There are some places that I know, okay, this is pub food and my friends like it. But also, they have a b****in’ turkey club. And it does exactly what I need it to do for my macros. And I will suggest going to that place all the time. This way, you still seem super chill, but you know there’s a meal you can eat without worrying about it ruining your deficit.

6. Keep Nights for Yourself (Be Social at Other Times)

Instead of feeling pressured to go out for dinner and drinks, protect your evenings. Keep night times for you. Make that sort of a sacred thing and don’t give that up. Be social at other times of the day.

By shifting socializing to breakfasts, lunches, and daytime activities, you maintain better control over your food choices while still having a full social life.

7. Reframe What You “Deserve”

One of the most important mindset shifts is rethinking how we use the phrase “I deserve.” We say, “I deserve this dessert,” or “I deserve to skip my workout,” or “I deserve a drink.” But we almost never use it in the deeper, long-term sense:

  • I deserve to wake up tomorrow and feel good.

  • I deserve to wake up proud of myself.

  • I deserve to look back in two months (when this phase is over) and feel incredible about what I accomplished.

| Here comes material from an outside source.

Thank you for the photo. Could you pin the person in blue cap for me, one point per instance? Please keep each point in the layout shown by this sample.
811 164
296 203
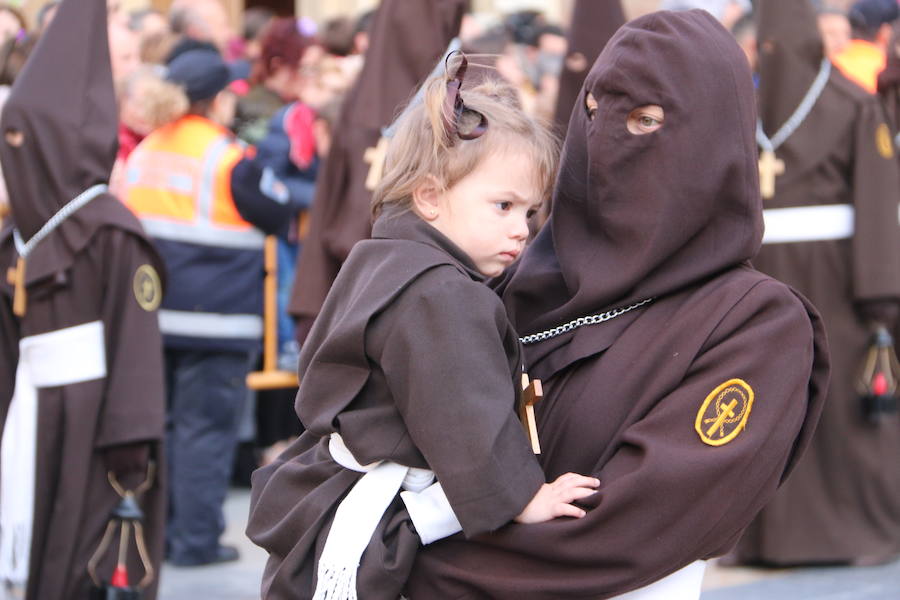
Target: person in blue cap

Right now, you’re doing the thing you said you wanted to do. You’re feeling the results. Gently challenge that instinct to reach for immediate gratification and instead ask: what do I actually deserve? You deserve more than a moment of indulgence. You deserve to be the version of yourself that you’re working so hard to become. And you deserve friends, family, and social engagements that make you feel good.

To recap:

You don’t need to choose between a social life and staying in a deficit—you just need to be intentional. Stick to your zone of control, plan ahead, shift socializing to earlier in the day, and reframe what you truly deserve. You're doing too well to let this go now. Keep doing what you’re doing, and you’re going to nail it.